The single, small thing that lead to the battle that day was an attempt by British forces to seize the Colonists’ weapons being stored at Concord outside Boston. Yes, it was a gun control raid. That phrase might have sounded like gibberish to English ears 239 years ago, but that’s what General Gage’s order was. And like their descendants today, the Colonists refused to obey what they saw as an unconstitutional, and thus illegal, law. As Englishmen, they had a right to be armed. But then again, they had rights to a great many other things that Parliament and the King refused to recognize. So rather than sit idly by and watch as their arms were confiscated, they simply moved them. When British forces finally got to Concord, they found next to nothing. But it was too late by that point.
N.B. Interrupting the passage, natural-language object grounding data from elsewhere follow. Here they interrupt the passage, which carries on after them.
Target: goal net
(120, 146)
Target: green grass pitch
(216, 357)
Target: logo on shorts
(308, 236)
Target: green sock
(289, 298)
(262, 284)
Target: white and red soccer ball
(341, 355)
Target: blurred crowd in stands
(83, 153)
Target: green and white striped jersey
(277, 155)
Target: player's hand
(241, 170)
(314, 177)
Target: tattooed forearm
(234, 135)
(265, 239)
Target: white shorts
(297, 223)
His Majesty’s government had badly overreached in the American Colonies. His army was forced to retreat back to Boston and the day ended with over 15,000 militiamen surrounding the city. Rather than projecting power over his stubborn subjects, King George came out of the affair looking weak. (Sound familiar?) And that weakness invited a increase in violence; the violence Gage had hoped to reduce with his gun control attempt.
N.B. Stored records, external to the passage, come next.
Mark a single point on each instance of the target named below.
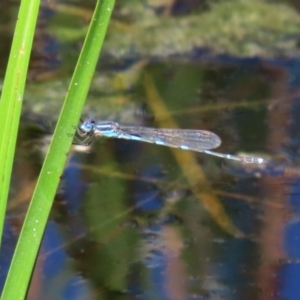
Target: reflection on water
(127, 220)
(135, 220)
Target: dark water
(138, 221)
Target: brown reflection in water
(271, 238)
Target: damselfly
(186, 139)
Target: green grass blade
(36, 219)
(12, 95)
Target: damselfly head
(86, 127)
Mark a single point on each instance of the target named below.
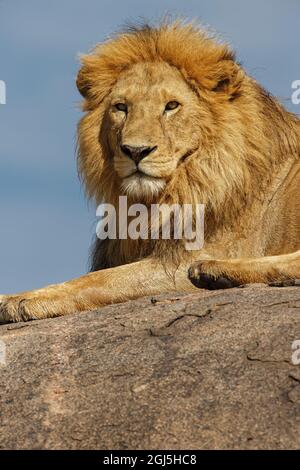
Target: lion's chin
(142, 187)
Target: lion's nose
(137, 153)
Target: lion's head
(171, 117)
(152, 126)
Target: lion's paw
(211, 274)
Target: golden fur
(229, 145)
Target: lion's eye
(121, 107)
(171, 105)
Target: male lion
(171, 117)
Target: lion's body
(225, 143)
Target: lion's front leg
(94, 290)
(43, 303)
(223, 274)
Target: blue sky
(46, 225)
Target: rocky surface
(206, 370)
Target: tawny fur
(230, 146)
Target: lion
(172, 117)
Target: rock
(210, 370)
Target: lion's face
(153, 125)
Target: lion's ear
(227, 78)
(82, 82)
But Gage’s attempt to seize Americans’ guns wasn’t something that came like a bolt from the blue. It was the culmination of a series of infringements on the rights of the Colonists. And after each of these assaults on their freedoms, the Americans returned a response that was the polar opposite of what His Majesty’s government expected: Defiance rather than cowering obedience.
Now flash forward from the 18th century to the 21st. The Federal government and many State governments are attempting to ignore the very constitutions that brought them into existence. Once again, they are attempting to disarm the American People. Once again, they are treating the American People with contempt. And as before, the American People are greeting them with defiance. In Connecticut and New York, laws banning “assault weapons” (whatever that means) are being ignored by their citizens. Here in California, where these laws have long been on the books, no one in government talks about the pathetically low rate of compliance.
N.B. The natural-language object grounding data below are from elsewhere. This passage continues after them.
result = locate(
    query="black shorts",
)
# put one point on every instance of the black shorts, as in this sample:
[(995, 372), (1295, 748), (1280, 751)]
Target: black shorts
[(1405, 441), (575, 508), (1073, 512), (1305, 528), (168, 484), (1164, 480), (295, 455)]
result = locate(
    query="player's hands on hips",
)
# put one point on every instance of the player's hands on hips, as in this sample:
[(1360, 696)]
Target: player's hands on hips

(One feature of the California law is that the Attorney General can petition to add new gun models to the list if they meet the definition of an “assault weapon”. However, the AG’s office quickly realized that they couldn’t keep up with hundreds of little machine shops across the US making parts for “America’s Gun”, the AR-15. Over the years, hundreds of “off list” lower receivers were produced and sold to Californians who assembled their own guns. Each of these is legally not an “assault weapon” until listed on the State’s roster of banned guns; at which point, the law would require them to be registered. But since the law bans by make and model, each of these would have to be added to the list. And as the AG’s office found out, machinists can move faster than lawyers. New models popped up faster than the whack-a-mole gun detail at the CA DOJ could add them to the list. Eventually, then AG Jerry Brown recognized the futility of this and quietly stopped adding guns to the list. It’s been gathering dust ever since. Brown, a more astute politician than the likes of Andrew Cuomo, knew better than to appear weak before the body politic.)
Today, the Federal government, and several State governments, find themselves at the same crossroads that King George III found himself at 239 years ago. They face a defiant people who’ve decided that they’ve had enough of a government that intrudes into every detail of their lives; a government that treats them like domestic terrorists for exercising their 1st and 2nd Amendment rights. (A clue to the clueless: The Bill of Rights exists outside of an area marked off with a bit of plastic fencing.) Unlike the events of April 19, 1775, shots haven’t been fired nor has blood been spilled (for the most part), but at places like the Bundy Ranch, government forces sent to bring the locals into line found themselves in retreat. And like George III, our government risks being seen as weak and thus inviting more disobedience. The question is: Will Washington DC (or Albany or Hartford or Sacramento) follow London’s example and attempt to force its will upon the people? Or will they sensibly realize that they’ve made a mistake, own up to it, and back down?
The strong can do the latter; the weak cannot.